The second person she visited was Susan Salas, a friend of hers from Lima who was working at the United Nations. Noting her fluency in three languages, Susan suggested that Carmen apply for a job as a UN translator, thus initiating Carmen’s three year stint inside UN Plaza. Carmen loved the bustle and infinite possibilities of life in New York, but she felt that a certain joie de vivre was missing. Sure, there was the socialite scene, and Carmen knew it well. She spent her first weekend in New York at a mansion in Hamptons, and never stopped meeting interesting people among her expanding circle of friends, through her work at the United Nations and in her travels. Carmen always made it a special point to take down her friends’ phone numbers, address and first and last names, spelled correctly, as Andy Warhol famously noted. It was this hallowed contact book of Carmen D’Alessio--which contained everyone from Halston and Calvin Klein to Michael Jackson and Diane Von Furstenberg--that made Studio 54 the legendary nightclub that it was. Carmen always knew that famous people aren’t always rich, and rich people aren’t always beautiful, but when you put the rich, famous and beautiful in a giant room together you get magic because people like to mingle.

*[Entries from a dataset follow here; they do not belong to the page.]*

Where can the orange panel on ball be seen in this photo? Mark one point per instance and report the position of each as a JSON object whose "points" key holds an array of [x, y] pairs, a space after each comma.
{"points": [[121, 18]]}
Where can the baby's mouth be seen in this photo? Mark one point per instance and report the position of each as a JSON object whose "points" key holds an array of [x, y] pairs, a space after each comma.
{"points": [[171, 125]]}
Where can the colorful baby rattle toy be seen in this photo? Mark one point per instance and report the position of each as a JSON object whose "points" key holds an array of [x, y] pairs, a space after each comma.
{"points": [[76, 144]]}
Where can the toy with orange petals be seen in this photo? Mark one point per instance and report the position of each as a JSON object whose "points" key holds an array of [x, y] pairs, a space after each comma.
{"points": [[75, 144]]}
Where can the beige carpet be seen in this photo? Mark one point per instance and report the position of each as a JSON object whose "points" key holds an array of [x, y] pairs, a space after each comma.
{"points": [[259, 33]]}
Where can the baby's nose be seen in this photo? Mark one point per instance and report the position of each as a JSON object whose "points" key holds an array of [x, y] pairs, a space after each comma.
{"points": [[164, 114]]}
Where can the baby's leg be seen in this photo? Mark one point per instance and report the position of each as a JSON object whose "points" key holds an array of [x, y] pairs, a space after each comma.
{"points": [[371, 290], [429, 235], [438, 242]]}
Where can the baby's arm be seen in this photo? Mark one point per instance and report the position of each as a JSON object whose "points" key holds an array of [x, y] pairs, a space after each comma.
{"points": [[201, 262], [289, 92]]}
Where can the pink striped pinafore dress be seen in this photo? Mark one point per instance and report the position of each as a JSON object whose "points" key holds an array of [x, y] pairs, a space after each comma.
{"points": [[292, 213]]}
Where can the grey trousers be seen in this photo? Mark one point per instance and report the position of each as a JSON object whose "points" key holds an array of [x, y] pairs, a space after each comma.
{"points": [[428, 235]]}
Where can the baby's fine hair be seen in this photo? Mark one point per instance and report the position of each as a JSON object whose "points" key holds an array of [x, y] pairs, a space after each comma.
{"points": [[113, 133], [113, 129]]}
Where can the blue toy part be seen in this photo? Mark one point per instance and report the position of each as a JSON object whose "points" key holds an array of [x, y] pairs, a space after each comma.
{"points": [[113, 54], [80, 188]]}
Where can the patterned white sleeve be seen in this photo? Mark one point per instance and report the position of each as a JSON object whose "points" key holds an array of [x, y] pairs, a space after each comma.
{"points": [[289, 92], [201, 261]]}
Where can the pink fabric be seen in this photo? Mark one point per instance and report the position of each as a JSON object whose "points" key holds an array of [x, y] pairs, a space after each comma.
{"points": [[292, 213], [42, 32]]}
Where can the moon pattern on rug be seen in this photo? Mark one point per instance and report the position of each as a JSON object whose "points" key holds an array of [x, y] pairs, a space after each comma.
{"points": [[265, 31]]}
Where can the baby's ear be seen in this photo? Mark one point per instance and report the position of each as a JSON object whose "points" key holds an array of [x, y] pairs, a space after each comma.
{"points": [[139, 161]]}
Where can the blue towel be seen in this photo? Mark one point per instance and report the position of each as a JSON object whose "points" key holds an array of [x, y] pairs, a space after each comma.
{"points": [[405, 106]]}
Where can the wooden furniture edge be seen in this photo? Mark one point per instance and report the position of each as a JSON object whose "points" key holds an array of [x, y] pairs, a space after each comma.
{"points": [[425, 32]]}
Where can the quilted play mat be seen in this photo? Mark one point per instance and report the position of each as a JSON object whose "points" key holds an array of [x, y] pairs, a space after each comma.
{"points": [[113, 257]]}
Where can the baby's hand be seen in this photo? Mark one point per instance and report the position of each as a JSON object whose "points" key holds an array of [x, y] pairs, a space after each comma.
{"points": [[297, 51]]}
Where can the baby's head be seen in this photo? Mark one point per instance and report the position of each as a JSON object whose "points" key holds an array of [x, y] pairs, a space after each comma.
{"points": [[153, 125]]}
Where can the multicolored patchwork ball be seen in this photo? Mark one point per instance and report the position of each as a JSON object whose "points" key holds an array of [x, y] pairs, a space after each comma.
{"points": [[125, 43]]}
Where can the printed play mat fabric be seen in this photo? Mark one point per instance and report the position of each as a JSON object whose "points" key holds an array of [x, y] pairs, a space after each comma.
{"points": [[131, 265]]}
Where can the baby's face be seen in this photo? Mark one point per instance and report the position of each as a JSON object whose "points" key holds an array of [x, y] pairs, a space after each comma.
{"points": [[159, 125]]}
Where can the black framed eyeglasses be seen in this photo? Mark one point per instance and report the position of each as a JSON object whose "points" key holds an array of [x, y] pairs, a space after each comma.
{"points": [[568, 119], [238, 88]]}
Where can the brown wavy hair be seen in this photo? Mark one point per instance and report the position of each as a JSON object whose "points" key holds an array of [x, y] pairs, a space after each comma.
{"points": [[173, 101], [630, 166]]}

Carmen’s genius is in connecting people. She has the intuitive ability to assess who is going to hit it off with whom, and she puts them together. It was her vision--and her famous address book--that gave Queens nightclub impresarios Ian Schrager and Steve Rubell access to the crème de la crème of Manhattan’s food chain. But sometimes people forget that. In fact, if you happen to have caught the new Studio 54 documentary, a revisionist retelling of the club’s history, there is scarcely a mention of Carmen at all. The film is more focused on Schrager’s greed than Bianca Jagger on a horse and other legendary party moments that comprise the 54 legend.

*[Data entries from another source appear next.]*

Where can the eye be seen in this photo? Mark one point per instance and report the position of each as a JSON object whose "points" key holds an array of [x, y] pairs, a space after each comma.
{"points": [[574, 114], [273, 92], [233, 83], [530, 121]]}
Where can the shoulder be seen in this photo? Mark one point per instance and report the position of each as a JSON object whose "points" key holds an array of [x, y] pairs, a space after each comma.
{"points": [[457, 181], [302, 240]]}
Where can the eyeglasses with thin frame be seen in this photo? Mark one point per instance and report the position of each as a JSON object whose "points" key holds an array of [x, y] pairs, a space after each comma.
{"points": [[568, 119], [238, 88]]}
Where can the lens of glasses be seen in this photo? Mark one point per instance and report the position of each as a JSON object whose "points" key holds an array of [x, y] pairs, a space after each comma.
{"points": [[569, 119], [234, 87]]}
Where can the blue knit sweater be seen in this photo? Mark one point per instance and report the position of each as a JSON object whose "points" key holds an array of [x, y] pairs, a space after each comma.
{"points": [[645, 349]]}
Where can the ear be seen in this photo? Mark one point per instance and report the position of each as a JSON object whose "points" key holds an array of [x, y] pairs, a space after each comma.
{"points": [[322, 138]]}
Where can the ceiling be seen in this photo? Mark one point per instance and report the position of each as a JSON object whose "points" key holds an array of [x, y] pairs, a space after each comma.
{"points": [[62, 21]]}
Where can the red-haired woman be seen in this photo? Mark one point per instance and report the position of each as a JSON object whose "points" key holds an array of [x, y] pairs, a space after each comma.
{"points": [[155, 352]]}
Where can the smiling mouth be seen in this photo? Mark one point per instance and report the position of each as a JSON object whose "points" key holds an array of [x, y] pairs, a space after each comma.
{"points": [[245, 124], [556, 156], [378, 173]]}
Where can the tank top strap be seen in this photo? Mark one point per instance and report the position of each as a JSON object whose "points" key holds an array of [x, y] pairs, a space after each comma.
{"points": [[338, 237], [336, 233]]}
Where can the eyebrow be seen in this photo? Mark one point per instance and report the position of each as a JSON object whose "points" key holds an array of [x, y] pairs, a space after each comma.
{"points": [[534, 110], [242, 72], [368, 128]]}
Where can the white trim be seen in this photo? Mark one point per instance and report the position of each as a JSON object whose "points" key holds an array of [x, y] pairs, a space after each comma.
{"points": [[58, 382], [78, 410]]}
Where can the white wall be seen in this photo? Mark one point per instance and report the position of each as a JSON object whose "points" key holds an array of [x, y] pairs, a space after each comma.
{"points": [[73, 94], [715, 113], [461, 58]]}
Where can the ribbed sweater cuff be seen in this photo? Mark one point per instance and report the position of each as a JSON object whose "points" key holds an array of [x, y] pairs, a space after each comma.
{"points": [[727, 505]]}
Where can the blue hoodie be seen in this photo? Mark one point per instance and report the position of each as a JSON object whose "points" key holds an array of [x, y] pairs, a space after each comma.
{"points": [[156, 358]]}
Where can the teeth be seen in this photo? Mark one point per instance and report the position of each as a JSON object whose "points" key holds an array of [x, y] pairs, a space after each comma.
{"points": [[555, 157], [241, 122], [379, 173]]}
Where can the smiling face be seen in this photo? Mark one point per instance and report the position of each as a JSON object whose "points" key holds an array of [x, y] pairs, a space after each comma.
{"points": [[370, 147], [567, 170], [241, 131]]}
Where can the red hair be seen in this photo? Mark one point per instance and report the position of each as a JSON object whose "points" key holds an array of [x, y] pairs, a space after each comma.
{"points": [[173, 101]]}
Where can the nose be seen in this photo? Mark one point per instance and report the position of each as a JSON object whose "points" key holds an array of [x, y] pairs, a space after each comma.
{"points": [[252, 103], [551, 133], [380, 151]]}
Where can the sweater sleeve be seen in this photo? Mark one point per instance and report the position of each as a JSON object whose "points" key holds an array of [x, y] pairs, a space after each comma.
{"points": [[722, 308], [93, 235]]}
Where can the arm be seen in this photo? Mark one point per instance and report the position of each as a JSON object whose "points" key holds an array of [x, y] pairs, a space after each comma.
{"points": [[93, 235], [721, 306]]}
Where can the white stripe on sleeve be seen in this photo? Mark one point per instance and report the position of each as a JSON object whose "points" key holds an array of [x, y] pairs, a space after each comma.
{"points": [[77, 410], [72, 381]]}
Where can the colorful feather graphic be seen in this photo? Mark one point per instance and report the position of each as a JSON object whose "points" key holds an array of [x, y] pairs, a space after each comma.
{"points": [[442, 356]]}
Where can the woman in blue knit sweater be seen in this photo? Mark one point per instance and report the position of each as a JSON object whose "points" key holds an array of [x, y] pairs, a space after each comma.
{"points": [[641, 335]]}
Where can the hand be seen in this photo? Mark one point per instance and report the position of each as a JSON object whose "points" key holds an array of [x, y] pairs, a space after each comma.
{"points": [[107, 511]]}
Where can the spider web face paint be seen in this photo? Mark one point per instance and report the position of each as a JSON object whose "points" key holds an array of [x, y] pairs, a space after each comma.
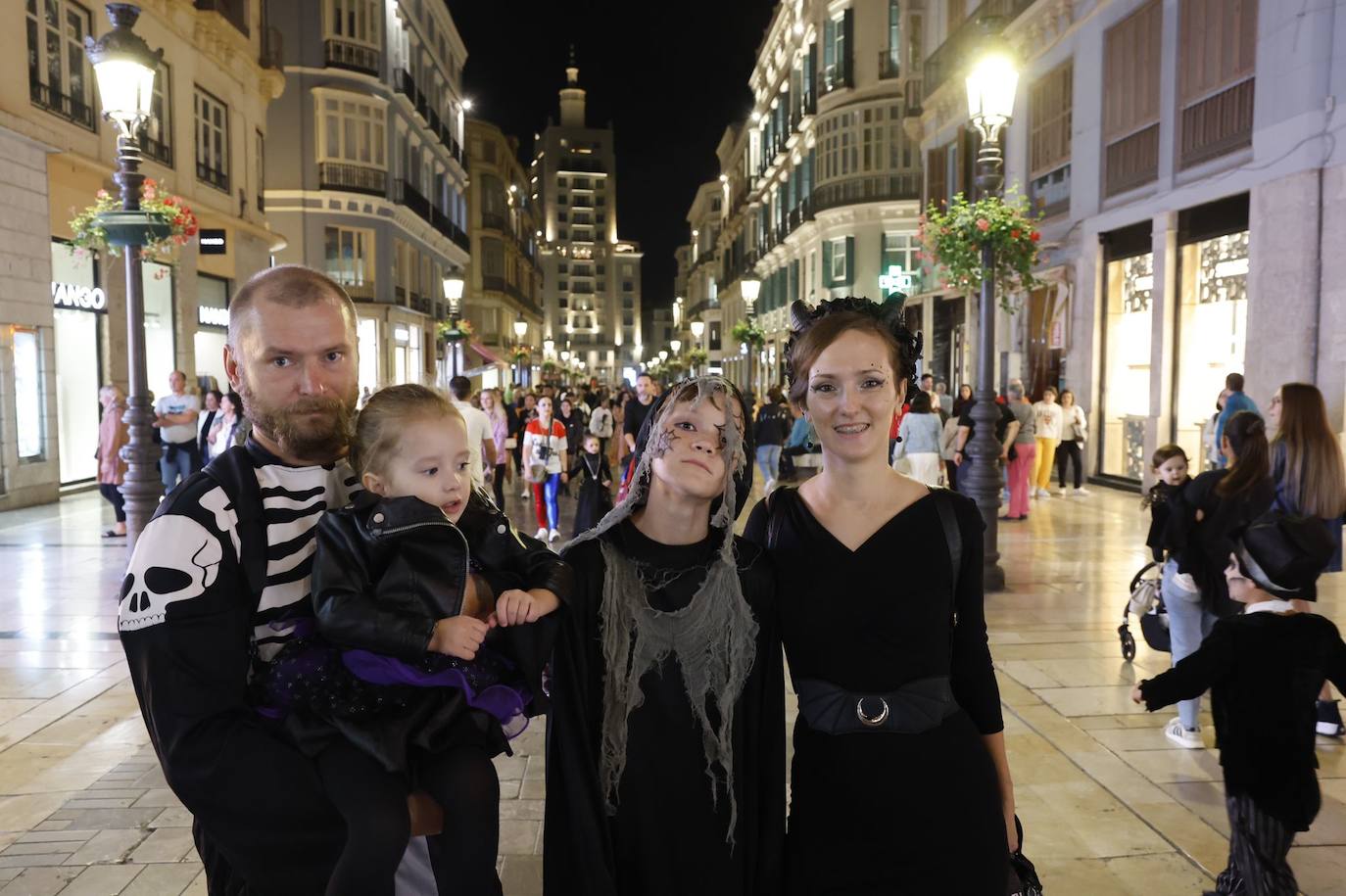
{"points": [[713, 637]]}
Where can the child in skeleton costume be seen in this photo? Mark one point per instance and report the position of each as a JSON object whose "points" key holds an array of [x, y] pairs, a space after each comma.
{"points": [[427, 654], [665, 756]]}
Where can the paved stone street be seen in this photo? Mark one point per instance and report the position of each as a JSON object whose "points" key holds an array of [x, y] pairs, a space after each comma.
{"points": [[1108, 806]]}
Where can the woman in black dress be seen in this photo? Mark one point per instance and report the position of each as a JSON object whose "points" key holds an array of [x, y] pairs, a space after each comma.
{"points": [[899, 781]]}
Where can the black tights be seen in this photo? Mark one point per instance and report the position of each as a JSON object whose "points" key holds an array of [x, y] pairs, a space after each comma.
{"points": [[373, 802], [1068, 452]]}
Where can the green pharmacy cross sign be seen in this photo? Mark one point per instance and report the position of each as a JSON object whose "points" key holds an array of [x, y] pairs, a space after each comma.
{"points": [[896, 280]]}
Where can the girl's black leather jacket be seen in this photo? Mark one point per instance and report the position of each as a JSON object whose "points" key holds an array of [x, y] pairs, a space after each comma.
{"points": [[388, 568]]}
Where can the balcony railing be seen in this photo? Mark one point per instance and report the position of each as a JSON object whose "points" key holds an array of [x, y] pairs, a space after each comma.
{"points": [[875, 189], [1217, 124], [154, 150], [958, 47], [889, 64], [216, 179], [272, 49], [233, 11], [409, 195], [357, 57], [1130, 162], [1050, 193], [341, 175], [74, 111]]}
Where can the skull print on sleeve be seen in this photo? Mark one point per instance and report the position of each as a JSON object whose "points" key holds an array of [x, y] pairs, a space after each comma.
{"points": [[186, 622]]}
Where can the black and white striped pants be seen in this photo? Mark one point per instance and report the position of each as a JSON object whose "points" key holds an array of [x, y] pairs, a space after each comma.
{"points": [[1259, 846]]}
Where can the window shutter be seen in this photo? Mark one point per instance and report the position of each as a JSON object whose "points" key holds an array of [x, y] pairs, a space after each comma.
{"points": [[848, 47]]}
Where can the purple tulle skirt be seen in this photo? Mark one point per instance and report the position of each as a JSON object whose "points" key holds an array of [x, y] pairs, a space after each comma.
{"points": [[359, 684]]}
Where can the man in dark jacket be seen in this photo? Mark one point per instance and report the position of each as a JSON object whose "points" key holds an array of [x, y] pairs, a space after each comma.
{"points": [[195, 625], [1264, 669]]}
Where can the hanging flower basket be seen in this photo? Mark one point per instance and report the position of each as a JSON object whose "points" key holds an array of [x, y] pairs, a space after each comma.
{"points": [[747, 333], [952, 240], [163, 225]]}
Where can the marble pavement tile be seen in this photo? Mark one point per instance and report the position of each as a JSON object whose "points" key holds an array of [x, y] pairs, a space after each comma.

And even though the world can’t stop talking about Studio 54, for Carmen it was just one of dozens of clubs that she has built up over the years. It comprised just 33 months of her life, a very full and joyful life which is always in motion. Carmen has a book and a documentary film of her own in the works, and one of her chief concerns right now is the environment. She promotes the work of eco-conscious fashion designers, and wants to do more work to advocate conservation and preservation. Carmen hits the gym five days a week, carefully follows a low-carb diet, and never drinks at home or at lunch, only on nights out. She works hard and plays hard and keeps everything in balance. She is the woman who taught New York how to party, and she is still the living embodiment of the bon bon bon vie. And we can’t think of anything more fabulous than that.